The bakery cookie is a beautiful thing, isn’t it? Such a far cry from what usually makes it out of home kitchens, it almost seems a thing of mystery. They use butter, sugar, chocolate just like us but why do they look and taste so, so, SO much better?
Well, here are a couple of reasons:
- They use a high ratio of chocolate chips, raisins, coconut, or whatever flavors the cookie calls for
- They are about twice the size of what we conservatively scoop out onto our baking sheets, making them feel and taste luxurious and indulgent. Don’t be afraid to make them a bit dramatic.
- They are almost perfectly uniform in size, by using an ice cream scoop no doubt. This is a trick I learned in school and it will help you to achieve bakery aesthetic cookies, muffins, and cupcakes every time.
These are general rules I apply to any drop cookie, be it oatmeal raisin, chocolate chip, or peanut butter. I happen to strongly suggest applying them to these.
These have quickly become my favorite cookie. Yes, I said it. MY FAVORITE COOKIE.
This is a collaboration of so many cookies that I love, and I’ve extracted my favorite parts and combined them to compliment each other. Oats give the texture a nice chewy heft, supporting the chew in the tart dried cranberries. This tartness is a wonderful bite to get with the deep caramel of the toffee and rich, dark chocolate.
I brought these cookies, packaged and tied in a pretty white bakery box, to a birthday party this past weekend and guests kept marveling over the fact that I hadn’t bought them from a bakery. I didn’t tell them these simple tricks to impressive, covetable cookies. I like to maintain a vague sense of importance, no matter how artificial ; )
WINTER KITCHEN SINK COOKIES: OATMEAL, TOFFEE, DARK CHOCOLATE, CRANBERRY
YIELD: 2 – 2 ½ DOZEN LARGE COOKIES
1 1/2 cups all-purpose flour
1 teaspoon baking soda
1 teaspoon salt
1 cup (2 sticks) unsalted butter, room temperature
1 ¼ cup granulated sugar
1 teaspoon pure vanilla extract
1 1/2 cups quick cook oats (not instant)
1 cup dried cranberries
1 cup dark chocolate, coarsely chopped (or chips)
5 Heath bars, coarsely chopped
Heat oven to 350 degrees.
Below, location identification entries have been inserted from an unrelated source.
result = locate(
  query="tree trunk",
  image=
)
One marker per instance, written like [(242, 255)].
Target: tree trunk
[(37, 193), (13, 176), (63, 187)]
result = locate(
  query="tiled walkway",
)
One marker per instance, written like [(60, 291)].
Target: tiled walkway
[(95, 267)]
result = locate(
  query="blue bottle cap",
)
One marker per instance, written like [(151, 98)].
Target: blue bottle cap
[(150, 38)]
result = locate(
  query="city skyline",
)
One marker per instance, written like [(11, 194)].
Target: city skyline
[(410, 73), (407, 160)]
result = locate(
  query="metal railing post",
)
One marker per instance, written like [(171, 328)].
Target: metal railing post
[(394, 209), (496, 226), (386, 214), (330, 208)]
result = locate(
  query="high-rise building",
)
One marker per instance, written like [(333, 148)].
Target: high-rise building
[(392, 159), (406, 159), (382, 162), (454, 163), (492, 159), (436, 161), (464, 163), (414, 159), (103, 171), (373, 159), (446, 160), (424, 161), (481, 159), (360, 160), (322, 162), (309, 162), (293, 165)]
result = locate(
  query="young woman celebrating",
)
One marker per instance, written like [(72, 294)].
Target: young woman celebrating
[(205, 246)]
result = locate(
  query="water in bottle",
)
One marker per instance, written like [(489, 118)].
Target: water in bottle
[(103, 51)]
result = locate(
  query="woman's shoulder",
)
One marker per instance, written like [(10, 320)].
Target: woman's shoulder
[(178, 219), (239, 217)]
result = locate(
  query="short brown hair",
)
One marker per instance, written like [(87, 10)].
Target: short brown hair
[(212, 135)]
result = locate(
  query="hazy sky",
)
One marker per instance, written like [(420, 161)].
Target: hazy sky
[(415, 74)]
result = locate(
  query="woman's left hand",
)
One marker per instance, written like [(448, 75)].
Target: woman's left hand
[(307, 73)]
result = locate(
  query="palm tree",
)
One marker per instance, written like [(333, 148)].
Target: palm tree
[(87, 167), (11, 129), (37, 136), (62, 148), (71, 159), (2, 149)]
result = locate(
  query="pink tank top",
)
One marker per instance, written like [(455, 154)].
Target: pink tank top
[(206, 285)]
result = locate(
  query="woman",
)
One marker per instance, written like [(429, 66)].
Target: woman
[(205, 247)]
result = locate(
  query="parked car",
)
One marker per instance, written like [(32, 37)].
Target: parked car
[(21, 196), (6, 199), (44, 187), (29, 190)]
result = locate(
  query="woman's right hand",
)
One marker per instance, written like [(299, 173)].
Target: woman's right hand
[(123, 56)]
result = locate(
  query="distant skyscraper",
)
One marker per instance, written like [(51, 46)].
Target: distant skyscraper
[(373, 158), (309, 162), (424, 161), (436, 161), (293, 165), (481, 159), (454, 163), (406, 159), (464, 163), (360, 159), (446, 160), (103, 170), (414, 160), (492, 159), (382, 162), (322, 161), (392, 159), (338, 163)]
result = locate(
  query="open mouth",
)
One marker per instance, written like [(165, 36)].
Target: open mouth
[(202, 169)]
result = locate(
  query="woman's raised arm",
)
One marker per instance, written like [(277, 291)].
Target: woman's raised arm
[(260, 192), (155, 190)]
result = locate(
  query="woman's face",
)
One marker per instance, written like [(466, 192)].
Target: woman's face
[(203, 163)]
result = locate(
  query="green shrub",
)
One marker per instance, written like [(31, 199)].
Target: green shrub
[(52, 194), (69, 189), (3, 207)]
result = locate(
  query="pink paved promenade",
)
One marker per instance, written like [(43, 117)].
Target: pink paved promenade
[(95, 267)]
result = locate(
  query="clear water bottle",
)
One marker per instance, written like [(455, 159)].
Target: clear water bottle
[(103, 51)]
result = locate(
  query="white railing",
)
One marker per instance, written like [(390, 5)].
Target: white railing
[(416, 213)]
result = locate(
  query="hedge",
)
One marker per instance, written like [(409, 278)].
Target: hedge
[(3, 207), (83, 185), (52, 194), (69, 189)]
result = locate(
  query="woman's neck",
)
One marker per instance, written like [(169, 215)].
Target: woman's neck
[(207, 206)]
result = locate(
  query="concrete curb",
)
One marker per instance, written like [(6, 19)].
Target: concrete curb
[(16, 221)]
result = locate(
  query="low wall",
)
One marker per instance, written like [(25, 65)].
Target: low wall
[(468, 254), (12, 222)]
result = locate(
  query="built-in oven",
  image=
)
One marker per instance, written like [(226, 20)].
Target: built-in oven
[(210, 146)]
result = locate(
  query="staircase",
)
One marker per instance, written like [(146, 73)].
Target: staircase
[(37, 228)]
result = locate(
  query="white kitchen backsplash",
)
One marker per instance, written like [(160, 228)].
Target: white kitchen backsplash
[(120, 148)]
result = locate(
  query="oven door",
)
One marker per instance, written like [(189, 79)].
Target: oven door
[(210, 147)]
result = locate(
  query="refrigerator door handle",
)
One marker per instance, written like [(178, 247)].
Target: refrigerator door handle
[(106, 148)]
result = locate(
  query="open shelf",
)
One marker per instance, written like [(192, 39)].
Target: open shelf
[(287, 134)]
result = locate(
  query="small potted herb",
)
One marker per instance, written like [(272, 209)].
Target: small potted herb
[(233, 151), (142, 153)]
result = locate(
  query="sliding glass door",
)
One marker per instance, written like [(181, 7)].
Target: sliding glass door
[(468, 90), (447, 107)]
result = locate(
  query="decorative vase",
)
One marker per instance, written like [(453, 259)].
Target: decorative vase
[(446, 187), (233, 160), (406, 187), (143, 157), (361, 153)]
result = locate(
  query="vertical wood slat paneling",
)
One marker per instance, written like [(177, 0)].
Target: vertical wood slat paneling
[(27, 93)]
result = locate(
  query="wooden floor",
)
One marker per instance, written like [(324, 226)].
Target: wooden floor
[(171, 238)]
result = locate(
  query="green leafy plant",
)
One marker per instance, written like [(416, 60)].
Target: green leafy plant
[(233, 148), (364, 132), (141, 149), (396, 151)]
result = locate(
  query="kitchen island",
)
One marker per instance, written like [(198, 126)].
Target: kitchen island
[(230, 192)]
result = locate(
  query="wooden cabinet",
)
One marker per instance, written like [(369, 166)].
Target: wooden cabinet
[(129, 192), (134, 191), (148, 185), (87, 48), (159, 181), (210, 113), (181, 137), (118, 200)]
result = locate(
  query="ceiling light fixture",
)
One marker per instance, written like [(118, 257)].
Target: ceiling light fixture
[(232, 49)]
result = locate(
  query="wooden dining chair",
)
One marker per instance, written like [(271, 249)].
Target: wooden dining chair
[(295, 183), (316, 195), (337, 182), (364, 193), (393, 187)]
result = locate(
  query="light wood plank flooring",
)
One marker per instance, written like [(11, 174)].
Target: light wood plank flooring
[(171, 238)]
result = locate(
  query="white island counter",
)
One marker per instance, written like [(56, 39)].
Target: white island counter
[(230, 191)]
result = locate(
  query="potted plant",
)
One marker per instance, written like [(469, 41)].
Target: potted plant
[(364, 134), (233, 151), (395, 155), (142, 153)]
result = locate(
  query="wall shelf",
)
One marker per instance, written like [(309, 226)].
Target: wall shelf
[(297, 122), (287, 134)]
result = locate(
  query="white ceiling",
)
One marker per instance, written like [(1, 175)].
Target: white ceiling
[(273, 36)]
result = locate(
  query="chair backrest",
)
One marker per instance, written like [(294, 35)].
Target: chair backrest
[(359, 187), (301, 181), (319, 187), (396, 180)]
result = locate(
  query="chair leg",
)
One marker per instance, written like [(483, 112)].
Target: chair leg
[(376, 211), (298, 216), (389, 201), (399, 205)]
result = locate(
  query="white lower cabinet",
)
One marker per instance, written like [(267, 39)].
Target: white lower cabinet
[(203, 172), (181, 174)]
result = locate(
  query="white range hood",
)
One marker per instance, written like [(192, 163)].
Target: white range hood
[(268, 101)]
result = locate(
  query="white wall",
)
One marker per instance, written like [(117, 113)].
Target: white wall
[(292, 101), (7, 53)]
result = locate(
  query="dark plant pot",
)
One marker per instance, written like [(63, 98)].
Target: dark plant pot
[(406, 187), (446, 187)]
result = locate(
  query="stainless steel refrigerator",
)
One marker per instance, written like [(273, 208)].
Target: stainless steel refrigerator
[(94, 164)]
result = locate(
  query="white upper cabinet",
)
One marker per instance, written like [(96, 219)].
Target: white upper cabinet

Position racks in the upper and lower thirds of the oven. Mix together flour, baking soda and salt, and set aside. In the bowl of an electric mixer fitted with the paddle attachment, cream butter and sugar on medium-high speed until light and fluffy, 2 to 3 minutes. Add egg, and mix on high speed to combine. Add vanilla extract; mix to combine. Scrape down the sides of the bowl.
Add the flour mixture a bit at a time on a low speed until well combined. Add oats, cranberries, chocolate, and toffee pieces; mix to combine.
Using an ice cream scoop, or 2 Tablespoons of dough, scoop cookies and place on parchment lined baking sheet baking sheet. I baked 6-8 at a time, leaving a few inches between.
Bake for 12 minutes or until cookies are lightly browned. Rotate the pans from front to back halfway through the baking time to ensure even baking. Note: they will look underdone, but will firm up considerably as they cool.
Let cookies cool completely, and serve.
*My Two Cents: Two of these would make a killer ice cream sandwich with vanilla or caramel ice cream between them.